Schreibende Erkundungsreise: Auf Spurensuche in Prora

So lautet der Titel unseres mittlerweile vierten Projektes, für das wir uns erfolgreich um Fördermittel aus dem Kinder- und Jugenddemokratiefonds beworben hatten:

Kurzbeschreibung
Prora war jahrelang ein unbedeutendes Fleckchen Erde.
Erst unter den Nationalsozialisten gelangte der Ort in die Schlagzeilen. „Kraft durch
Freude“, kurz KdF, hieß der Leitspruch. Nicht nur die Arbeit, sondern auch die
Freizeit der Menschen sollte unter Beobachtung des Regimes stehen und der
„Koloss von Prora“ entstand – ein 4,5 km langes Gebäude direkt am Strand, das
jetzt u.a. als Jugendherberge dient. Dort haben wir übernachtet. Mit dieser Reise
an die Ostsee konnten wir uns der Geschichte des Ostseebades Prora nähern und sind jetzt dabei, unsere Eindrücke schriftlich festzuhalten. Bezüglich der Textarten gibt es keine Vorgaben. Die Ergebnisse werden mit Fotos kombiniert und in einer Broschüre festgehalten. Die Besichtigung weiterer Sehenswürdigkeiten wie z.B. des Baumwipfelpfades und das Beisammensein insgesamt haben diesen Kurzurlaub zu einem unvergesslichen Erlebnis gemacht. In Kürze folgt hier eine detaillierte Beschreibung unserer Reise.

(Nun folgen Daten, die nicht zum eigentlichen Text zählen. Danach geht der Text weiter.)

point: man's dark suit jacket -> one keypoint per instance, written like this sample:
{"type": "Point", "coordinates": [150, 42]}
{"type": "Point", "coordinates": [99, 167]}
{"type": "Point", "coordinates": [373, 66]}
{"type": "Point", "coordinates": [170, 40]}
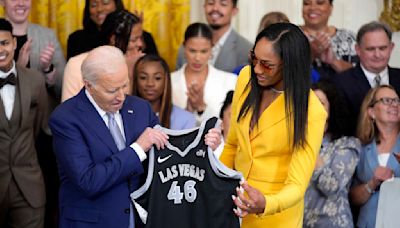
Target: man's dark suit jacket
{"type": "Point", "coordinates": [96, 178]}
{"type": "Point", "coordinates": [353, 86]}
{"type": "Point", "coordinates": [18, 157]}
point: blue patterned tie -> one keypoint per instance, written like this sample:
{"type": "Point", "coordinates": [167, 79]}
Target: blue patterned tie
{"type": "Point", "coordinates": [120, 142]}
{"type": "Point", "coordinates": [115, 131]}
{"type": "Point", "coordinates": [377, 80]}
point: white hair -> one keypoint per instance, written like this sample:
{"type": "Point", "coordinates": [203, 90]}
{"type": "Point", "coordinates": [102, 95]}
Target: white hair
{"type": "Point", "coordinates": [103, 60]}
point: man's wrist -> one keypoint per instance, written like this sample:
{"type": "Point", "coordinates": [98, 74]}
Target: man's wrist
{"type": "Point", "coordinates": [49, 69]}
{"type": "Point", "coordinates": [201, 110]}
{"type": "Point", "coordinates": [368, 188]}
{"type": "Point", "coordinates": [139, 151]}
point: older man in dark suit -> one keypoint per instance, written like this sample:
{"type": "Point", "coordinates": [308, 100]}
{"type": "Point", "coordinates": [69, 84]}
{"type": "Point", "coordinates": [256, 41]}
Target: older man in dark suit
{"type": "Point", "coordinates": [100, 139]}
{"type": "Point", "coordinates": [23, 111]}
{"type": "Point", "coordinates": [374, 47]}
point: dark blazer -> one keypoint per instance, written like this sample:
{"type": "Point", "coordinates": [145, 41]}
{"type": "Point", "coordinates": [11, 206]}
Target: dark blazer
{"type": "Point", "coordinates": [96, 178]}
{"type": "Point", "coordinates": [234, 53]}
{"type": "Point", "coordinates": [18, 156]}
{"type": "Point", "coordinates": [353, 86]}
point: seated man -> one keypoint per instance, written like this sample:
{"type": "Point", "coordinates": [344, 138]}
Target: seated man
{"type": "Point", "coordinates": [374, 47]}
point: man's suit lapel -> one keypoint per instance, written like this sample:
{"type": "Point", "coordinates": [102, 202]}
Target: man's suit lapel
{"type": "Point", "coordinates": [94, 122]}
{"type": "Point", "coordinates": [394, 78]}
{"type": "Point", "coordinates": [127, 114]}
{"type": "Point", "coordinates": [3, 118]}
{"type": "Point", "coordinates": [362, 80]}
{"type": "Point", "coordinates": [24, 83]}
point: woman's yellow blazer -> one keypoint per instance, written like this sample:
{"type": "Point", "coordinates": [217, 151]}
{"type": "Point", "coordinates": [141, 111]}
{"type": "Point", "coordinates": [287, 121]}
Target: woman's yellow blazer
{"type": "Point", "coordinates": [267, 159]}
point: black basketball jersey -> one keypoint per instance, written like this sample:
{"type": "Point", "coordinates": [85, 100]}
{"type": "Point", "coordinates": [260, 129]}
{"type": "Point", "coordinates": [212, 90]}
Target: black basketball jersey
{"type": "Point", "coordinates": [186, 185]}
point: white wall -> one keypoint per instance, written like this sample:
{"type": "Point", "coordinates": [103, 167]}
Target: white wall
{"type": "Point", "coordinates": [349, 14]}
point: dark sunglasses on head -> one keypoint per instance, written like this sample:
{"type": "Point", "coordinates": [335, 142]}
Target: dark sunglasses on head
{"type": "Point", "coordinates": [386, 101]}
{"type": "Point", "coordinates": [267, 67]}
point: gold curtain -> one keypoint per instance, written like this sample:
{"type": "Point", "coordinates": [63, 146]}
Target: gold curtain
{"type": "Point", "coordinates": [166, 20]}
{"type": "Point", "coordinates": [391, 14]}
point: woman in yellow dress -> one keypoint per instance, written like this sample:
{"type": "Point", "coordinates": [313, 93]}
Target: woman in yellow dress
{"type": "Point", "coordinates": [277, 124]}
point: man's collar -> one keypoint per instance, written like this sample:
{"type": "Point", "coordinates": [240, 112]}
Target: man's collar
{"type": "Point", "coordinates": [12, 70]}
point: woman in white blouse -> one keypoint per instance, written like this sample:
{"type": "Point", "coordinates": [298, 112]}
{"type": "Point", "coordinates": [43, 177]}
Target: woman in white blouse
{"type": "Point", "coordinates": [197, 86]}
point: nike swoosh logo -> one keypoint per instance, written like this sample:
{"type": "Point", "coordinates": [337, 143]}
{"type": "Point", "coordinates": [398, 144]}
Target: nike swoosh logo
{"type": "Point", "coordinates": [161, 160]}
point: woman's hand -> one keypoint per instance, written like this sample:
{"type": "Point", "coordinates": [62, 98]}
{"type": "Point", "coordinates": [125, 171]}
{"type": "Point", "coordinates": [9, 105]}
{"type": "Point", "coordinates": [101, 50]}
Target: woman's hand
{"type": "Point", "coordinates": [397, 156]}
{"type": "Point", "coordinates": [213, 138]}
{"type": "Point", "coordinates": [254, 203]}
{"type": "Point", "coordinates": [195, 97]}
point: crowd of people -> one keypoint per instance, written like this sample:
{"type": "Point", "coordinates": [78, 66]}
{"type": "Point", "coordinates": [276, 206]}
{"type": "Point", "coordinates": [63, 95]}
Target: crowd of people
{"type": "Point", "coordinates": [310, 115]}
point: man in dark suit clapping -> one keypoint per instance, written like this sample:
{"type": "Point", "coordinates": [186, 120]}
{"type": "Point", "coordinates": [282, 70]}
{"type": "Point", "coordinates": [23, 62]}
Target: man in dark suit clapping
{"type": "Point", "coordinates": [374, 47]}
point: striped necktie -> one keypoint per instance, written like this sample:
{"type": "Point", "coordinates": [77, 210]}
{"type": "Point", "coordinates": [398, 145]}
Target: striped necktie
{"type": "Point", "coordinates": [115, 131]}
{"type": "Point", "coordinates": [377, 80]}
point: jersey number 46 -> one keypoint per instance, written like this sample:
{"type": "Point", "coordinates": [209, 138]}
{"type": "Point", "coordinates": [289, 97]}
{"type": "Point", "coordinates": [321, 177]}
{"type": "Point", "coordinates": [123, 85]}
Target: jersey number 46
{"type": "Point", "coordinates": [189, 191]}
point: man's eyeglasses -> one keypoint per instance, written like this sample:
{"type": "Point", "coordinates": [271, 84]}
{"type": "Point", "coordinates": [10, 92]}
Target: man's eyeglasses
{"type": "Point", "coordinates": [386, 101]}
{"type": "Point", "coordinates": [267, 67]}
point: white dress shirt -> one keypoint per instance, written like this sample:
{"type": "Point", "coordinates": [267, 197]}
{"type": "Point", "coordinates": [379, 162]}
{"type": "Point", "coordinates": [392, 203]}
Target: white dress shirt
{"type": "Point", "coordinates": [8, 92]}
{"type": "Point", "coordinates": [216, 49]}
{"type": "Point", "coordinates": [118, 118]}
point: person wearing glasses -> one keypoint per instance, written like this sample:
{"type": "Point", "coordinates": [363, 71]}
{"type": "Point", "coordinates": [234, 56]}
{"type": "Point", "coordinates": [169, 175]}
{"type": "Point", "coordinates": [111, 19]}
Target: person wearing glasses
{"type": "Point", "coordinates": [374, 48]}
{"type": "Point", "coordinates": [378, 130]}
{"type": "Point", "coordinates": [326, 202]}
{"type": "Point", "coordinates": [276, 130]}
{"type": "Point", "coordinates": [197, 86]}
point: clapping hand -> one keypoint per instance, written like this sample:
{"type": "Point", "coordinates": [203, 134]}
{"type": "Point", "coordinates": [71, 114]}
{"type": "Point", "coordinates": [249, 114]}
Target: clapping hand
{"type": "Point", "coordinates": [24, 52]}
{"type": "Point", "coordinates": [254, 203]}
{"type": "Point", "coordinates": [397, 156]}
{"type": "Point", "coordinates": [195, 97]}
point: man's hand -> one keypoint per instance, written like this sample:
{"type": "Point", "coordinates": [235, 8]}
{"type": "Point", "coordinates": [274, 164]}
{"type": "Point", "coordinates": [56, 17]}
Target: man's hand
{"type": "Point", "coordinates": [152, 136]}
{"type": "Point", "coordinates": [24, 52]}
{"type": "Point", "coordinates": [46, 57]}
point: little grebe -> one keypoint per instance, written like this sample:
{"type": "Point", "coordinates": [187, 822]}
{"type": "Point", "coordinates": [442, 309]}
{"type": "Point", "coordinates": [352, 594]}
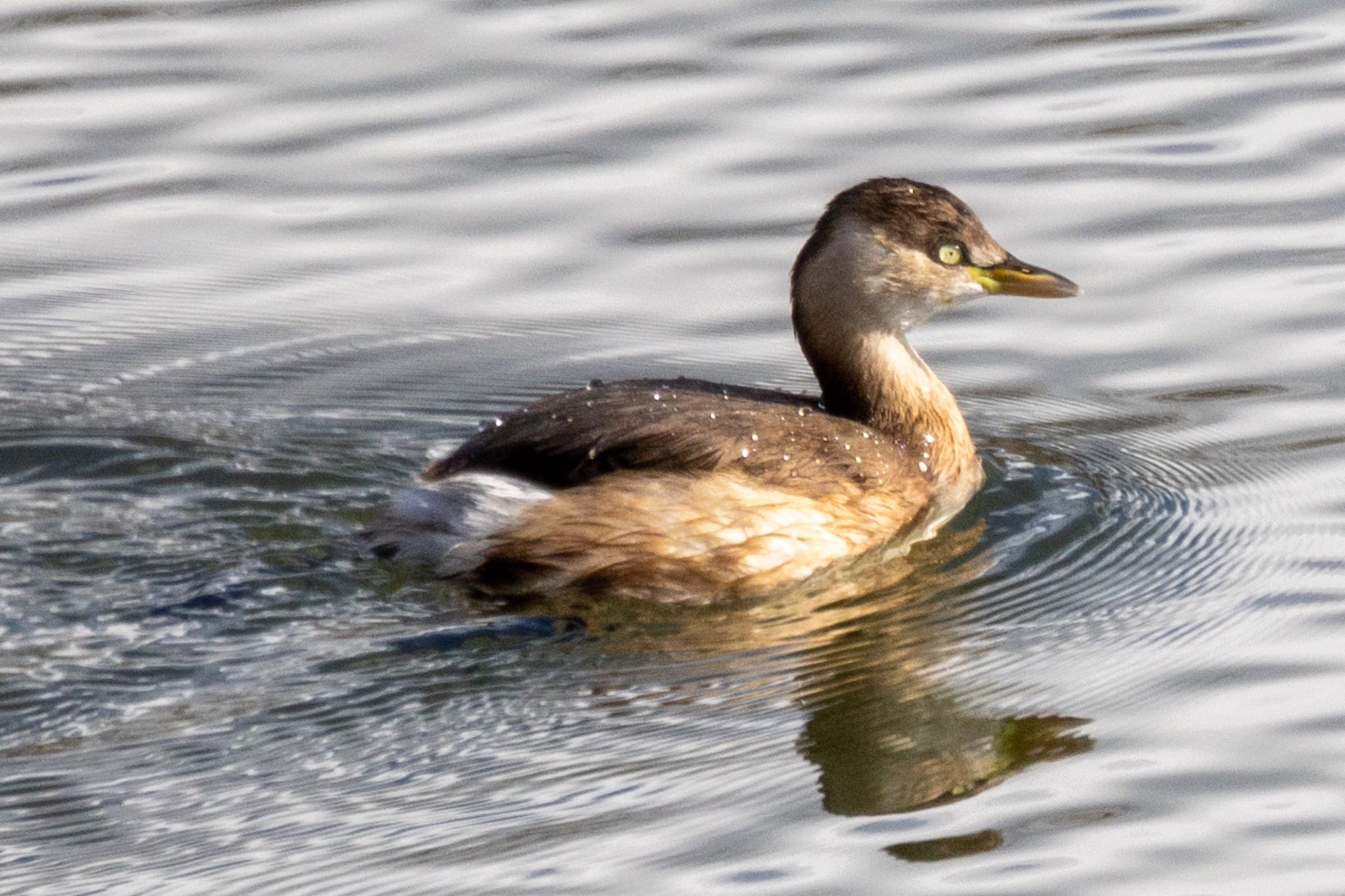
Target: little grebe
{"type": "Point", "coordinates": [688, 490]}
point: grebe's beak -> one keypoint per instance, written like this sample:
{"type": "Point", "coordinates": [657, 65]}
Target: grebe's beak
{"type": "Point", "coordinates": [1013, 277]}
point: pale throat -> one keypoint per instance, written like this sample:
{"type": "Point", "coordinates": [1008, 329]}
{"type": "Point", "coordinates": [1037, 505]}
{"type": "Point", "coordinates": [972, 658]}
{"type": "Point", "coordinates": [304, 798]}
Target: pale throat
{"type": "Point", "coordinates": [852, 328]}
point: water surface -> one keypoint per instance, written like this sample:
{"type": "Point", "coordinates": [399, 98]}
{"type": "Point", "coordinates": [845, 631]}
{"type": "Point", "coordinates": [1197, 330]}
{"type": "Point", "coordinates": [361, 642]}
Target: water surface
{"type": "Point", "coordinates": [260, 258]}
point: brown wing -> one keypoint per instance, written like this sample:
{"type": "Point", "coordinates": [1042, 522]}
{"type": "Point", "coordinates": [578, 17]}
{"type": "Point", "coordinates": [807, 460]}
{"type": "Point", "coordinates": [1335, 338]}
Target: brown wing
{"type": "Point", "coordinates": [680, 426]}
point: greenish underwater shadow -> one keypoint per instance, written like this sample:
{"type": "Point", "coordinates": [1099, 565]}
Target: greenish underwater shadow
{"type": "Point", "coordinates": [868, 647]}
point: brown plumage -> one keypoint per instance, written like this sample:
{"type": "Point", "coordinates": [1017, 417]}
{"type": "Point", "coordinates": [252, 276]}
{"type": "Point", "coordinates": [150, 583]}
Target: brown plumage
{"type": "Point", "coordinates": [688, 490]}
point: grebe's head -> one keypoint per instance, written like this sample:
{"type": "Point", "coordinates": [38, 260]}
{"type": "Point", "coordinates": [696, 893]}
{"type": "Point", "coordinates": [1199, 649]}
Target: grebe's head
{"type": "Point", "coordinates": [889, 253]}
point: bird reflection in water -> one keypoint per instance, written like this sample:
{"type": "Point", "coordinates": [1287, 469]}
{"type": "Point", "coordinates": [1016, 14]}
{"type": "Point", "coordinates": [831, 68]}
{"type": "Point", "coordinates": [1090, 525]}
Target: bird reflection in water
{"type": "Point", "coordinates": [871, 647]}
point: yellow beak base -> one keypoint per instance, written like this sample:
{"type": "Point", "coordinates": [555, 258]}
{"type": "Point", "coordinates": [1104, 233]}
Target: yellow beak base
{"type": "Point", "coordinates": [1013, 277]}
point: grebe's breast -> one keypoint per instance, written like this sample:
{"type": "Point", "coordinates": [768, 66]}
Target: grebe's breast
{"type": "Point", "coordinates": [692, 427]}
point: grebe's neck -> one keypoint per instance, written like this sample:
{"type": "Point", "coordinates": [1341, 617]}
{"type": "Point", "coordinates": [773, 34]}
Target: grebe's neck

Für wen ist das Projekt / wem nützt das Projekt?
Das Projekt dient und nützt in erster Linie den Jugendlichen. Corona hat eine tiefe Kerbe in die Gemeinschaft der schreibenden Jugendlichen geschlagen. Der in 11 Jahren
gewachsene und beeindruckende Zusammenhalt der sehr heterogenen Gruppe drohte
durch die mittlerweile einjährige Zwangspause zu zerbrechen. Online-Treffen konnten
den Bedarf an Austausch nicht auffangen. Einige der Jugendlichen haben sich total
zurückgezogen und zeigen Anzeichen von Depressionen. Die Sehnsucht nach
gemeinsamen Aktivitäten und einem Wiedersehen konkretisierte sich immer mehr in
dem Wunsch einer Schreibreise an die Ostsee. Sie hat geholfen, durch die gemeinsamen Aktivitäten und das Zusammensein mit Gleichgesinnten die Freude am Leben wiederzugewinnen. Außerdem diente die Reise der Erweiterung des
Geschichtsbewusstseins und half den Jugendlichen, das Geschehen während der Zeit
des Nationalsozialismus besser einzuordnen. Die Schreibanregungen trainieren die
Fähigkeit, sich schriftlich auszudrücken und Erlebtes zu verarbeiten.

Die Schreibwerkstatt ist aus dem Stadtbezirk nicht mehr wegzudenken, hat schon viele
beeindruckende Projekte gemeistert und dafür berlinweit Anerkennung bekommen. Mit den auf dieser Schreibreise entstehenden Texten steht eine weitere beeindruckende Textsammlung in Aussicht, die auch für andere Menschen gewinnbringend sein kann.